No todos los testigos se liberan del miedo
El temor reaparece entre los testigos del juicio por la muerte de Jonathan Caracciolo.
En la audiencia de hoy fue escuchado uno de esos testimonios y los jueces hicieron lugar al pedido de no tomar imágenes ni identificar a quien se escuchaba. Además fueron retirados de la sala el imputado Yuthiel Huinca, su madre y su pareja.
Las partes adelantaron, por lo menos, un caso más que solicitó las mismas reservas por razones de seguridad para poder declarar.
El relato ofrecido hoy hizo referencia a una discusión que terminó a los golpes en la tarde previa a la noche del trágico descenlace.

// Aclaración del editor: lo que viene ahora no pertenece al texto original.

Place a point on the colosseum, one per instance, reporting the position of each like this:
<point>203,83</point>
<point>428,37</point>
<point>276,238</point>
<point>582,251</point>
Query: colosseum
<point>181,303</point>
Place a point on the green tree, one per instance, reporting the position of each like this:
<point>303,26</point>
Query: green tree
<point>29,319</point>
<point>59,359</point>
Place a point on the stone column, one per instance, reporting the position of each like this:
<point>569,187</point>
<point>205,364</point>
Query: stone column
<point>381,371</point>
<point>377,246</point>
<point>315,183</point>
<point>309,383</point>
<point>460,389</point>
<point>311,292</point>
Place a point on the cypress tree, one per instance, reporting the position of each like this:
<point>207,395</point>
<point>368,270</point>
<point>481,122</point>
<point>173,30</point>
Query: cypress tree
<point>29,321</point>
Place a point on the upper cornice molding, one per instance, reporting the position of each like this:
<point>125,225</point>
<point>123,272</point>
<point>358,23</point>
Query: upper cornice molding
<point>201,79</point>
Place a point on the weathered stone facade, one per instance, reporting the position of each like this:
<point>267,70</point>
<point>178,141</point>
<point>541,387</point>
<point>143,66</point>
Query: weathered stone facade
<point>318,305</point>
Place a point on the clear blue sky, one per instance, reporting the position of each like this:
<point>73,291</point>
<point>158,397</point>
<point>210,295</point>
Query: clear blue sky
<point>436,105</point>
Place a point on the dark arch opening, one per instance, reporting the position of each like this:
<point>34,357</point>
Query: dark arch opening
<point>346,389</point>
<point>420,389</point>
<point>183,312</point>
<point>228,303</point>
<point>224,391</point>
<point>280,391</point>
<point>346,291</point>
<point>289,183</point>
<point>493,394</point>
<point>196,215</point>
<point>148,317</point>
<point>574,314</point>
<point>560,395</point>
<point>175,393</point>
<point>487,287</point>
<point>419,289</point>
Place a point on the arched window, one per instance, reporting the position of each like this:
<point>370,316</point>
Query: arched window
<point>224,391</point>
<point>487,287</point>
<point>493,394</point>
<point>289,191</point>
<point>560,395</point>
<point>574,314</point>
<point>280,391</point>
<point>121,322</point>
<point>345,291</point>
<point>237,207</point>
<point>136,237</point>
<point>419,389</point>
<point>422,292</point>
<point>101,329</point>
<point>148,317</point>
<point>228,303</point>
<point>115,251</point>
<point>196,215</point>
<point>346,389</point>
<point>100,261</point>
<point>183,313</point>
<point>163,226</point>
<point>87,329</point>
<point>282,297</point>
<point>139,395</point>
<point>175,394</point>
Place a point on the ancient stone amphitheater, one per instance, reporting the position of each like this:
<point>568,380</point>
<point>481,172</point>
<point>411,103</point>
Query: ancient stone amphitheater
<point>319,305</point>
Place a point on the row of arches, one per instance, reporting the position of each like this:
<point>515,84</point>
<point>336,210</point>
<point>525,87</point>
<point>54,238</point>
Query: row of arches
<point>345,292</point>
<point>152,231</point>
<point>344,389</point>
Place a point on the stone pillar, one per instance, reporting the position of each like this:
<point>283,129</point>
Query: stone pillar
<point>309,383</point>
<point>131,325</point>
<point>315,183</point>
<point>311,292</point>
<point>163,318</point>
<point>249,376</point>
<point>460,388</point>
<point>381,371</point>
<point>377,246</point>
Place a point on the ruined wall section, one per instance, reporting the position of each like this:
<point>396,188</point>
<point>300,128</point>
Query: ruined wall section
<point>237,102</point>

Sin especificar motivos recordó que el desencuentro fue entre Maxi Fuentealba y Yuthiel Huinca, detallando que un hermano de este último propuso que “se pelearan para que se terminaran los problemas”. Fue así que en la esquina de 29 y 14 comenzaron los golpes de puño y patadas entre ambos. “Yuthiel perdió y al subirse a la moto que manejaba su hermano advirtió a los que se quedaban: ahora voy a volver”.
“Y cerca de las 23 volvió” recordó el testigo, quien antes de huir en busca de refugio observó que el de la moto estaba todo de negro.
Por la contextura física “medio trabadito”, los ojos y la nariz que asomaban del pasamontañas estimó que se trataba del imputado. Dijo que alcanzó a ver que desenfundó el arma y comenzaron los innumerables disparos.
HUELLAS DE DISPARO
El tribunal integrado por los jueces Marcelo Chironi, Carlos Reussi y Marcelo Alvarez escuchó también al geólogo Martín Arce, quien forma parte del Instituto de Investigación Geológica de la Universidad Nacional de Río Negro.
El profesional analizó muestras para determinar la existencia o no de residuos de disparos en las pruebas realizadas en las manos del imputado y las manoplas de la moto secuestrada, en el marco de esta causa.
Por zoom explicó las tres categorías de partículas que forman parte de estos estudios microscópicos, concluyendo en la existencia de residuos de disparos, sin poder determinar el tiempo de esas presencias en las áreas peritadas.
El jefe de la Unidad Operativa para la Investigación del Ministerio Público Fiscal, Héctor Castillo, fue otro de los peritos que prestó testimonio . Amplió lo referido al análisis de las vainas y proyectiles levantados del lugar de los disparos, así como la impronta en el poste de hormigón del alumbrado público. Ratificó lo señalado por otros profesionales y apoyado en soportes tecnológicos sostuvo que en el escenario de la balacera fueron utilizadas dos armas 9 milímetros.
Respecto de la trayectoria del disparo de ese mismo calibre que causó la muerte de Caracciolo detalló que la víctima se encontraba próximo al poste contra el que impactó uno de los disparos, desviando la dirección que terminó en el pecho del desafortunado hombre.
Sobre la trayectoria estimó que el proyectil pudo provenir de las dos áreas –intersecciones de la calle 29 con la 14 y la 16, donde se concentraron los disparos aquella noche del cuatro de julio de 2023.